Il faut bannir l’all inclusive. Mais n’est-ce pas l’évolution des besoins des consommateurs qui dicte cette adaptabilité des produits proposés. Ne risque-t-on pas d’être dépassé par les destinations concurrentes dont l’offre serait plus large et qui répond mieux aux besoins évolutifs des touristes. Et pourquoi sommes- nous si persuadés que l’all inclusive ne rime pas avec qualité. D’autres sites touristiques (Antalya, Mexique…) remettent en cause cette certitude.

Il faut développer le tourisme alternatif et les structures d’hébergement para-hôtelières. Sans doute mais faut-il encore assurer un cadrage institutionnel adéquat pour l’organisation de la filière et penser à développer une plate-forme commune pour la commercialisation.
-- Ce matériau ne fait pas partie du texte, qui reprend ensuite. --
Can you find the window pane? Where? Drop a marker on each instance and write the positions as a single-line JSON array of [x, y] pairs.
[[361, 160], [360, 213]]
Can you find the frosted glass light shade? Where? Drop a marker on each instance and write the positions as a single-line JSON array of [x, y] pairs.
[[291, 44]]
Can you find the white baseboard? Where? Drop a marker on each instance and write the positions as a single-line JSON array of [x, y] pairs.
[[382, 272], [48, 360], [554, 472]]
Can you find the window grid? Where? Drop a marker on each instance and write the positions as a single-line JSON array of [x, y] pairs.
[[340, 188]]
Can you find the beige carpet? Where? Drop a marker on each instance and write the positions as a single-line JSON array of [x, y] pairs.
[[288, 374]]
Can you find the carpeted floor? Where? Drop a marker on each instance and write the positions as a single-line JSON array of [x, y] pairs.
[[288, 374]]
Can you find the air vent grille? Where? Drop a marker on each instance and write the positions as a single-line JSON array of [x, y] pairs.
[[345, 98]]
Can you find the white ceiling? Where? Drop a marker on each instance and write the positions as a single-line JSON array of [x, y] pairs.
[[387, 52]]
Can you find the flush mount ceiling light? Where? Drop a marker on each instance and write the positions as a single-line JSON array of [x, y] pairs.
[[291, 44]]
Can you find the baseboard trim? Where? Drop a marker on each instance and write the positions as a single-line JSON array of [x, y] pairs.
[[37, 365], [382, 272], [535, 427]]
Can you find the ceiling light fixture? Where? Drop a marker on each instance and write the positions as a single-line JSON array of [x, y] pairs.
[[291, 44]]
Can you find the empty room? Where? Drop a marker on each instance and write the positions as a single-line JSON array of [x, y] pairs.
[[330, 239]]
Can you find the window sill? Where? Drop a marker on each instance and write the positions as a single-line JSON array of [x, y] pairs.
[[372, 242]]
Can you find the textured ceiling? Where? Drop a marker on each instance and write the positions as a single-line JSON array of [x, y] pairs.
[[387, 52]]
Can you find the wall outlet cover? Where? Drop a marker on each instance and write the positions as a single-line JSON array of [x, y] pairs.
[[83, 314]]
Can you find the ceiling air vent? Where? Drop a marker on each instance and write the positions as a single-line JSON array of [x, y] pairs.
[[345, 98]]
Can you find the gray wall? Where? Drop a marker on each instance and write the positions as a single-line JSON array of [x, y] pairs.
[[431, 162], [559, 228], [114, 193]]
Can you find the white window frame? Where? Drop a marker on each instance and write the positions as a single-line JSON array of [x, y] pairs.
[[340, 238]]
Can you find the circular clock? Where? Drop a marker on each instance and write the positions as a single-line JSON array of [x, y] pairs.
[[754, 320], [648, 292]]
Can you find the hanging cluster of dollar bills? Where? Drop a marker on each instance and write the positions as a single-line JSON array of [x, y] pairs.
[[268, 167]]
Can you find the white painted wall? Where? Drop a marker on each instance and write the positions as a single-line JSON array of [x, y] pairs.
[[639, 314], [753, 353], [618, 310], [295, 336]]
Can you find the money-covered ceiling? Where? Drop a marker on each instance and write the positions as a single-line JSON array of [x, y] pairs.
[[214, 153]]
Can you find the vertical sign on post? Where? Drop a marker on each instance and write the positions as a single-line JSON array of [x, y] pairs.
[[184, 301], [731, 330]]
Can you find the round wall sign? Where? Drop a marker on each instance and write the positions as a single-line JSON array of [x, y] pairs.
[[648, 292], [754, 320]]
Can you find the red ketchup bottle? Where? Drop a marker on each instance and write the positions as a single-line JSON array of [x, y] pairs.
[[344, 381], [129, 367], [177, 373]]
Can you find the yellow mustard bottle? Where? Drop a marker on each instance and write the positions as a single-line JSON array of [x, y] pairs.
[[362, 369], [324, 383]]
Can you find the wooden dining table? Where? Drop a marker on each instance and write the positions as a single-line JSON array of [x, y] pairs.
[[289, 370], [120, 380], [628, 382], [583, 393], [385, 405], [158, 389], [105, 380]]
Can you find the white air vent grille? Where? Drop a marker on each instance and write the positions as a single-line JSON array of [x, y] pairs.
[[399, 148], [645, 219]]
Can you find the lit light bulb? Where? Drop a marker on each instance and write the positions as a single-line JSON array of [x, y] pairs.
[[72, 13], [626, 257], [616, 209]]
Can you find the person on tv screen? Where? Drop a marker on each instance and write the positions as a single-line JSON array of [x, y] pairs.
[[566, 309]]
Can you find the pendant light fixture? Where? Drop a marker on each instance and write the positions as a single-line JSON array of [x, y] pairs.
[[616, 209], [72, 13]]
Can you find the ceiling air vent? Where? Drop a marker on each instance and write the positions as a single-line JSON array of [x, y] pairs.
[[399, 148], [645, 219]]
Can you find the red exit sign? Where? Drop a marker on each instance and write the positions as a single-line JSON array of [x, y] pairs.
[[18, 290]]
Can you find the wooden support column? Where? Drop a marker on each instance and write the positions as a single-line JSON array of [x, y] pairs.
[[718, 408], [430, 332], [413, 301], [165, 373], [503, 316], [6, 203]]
Il faut assurer l’ordre et la sécurité, développer les infrastructures, rendre la propreté des villes irréprochable, améliorer la gouvernance du secteur…Autant d’actions qui s’inscrivent dans la durée et qui pourraient connaître un coup d’accélérateur dans l’avenir proche comme résultats des vertus de la démocratisation du pays (conseils municipaux élus, police de l’environnement, regain d’efficacité de l’appareil sécuritaire…)

Il faut diversifier les marchés en partant à la conquête des marchés asiatiques et africains tout en consolidant les marchés européens classiques. Séduisante stratégie dont la concrétisation passe par l’amélioration des dessertes aériennes et l’engagement d’une politique de communication efficace.

Il faut résoudre le problème de l’endettement du secteur hôtelier qui n’a fait que trop durer à cause des conflits d’intérêts parfois inconciliables.

Des « il faut » donc, il y en a beaucoup mais qui doivent s’inscrire dans une approche volontariste dans le cadre d’une stratégie cohérente qui tient compte des pesanteurs économiques et institutionnelles qui minent le secteur.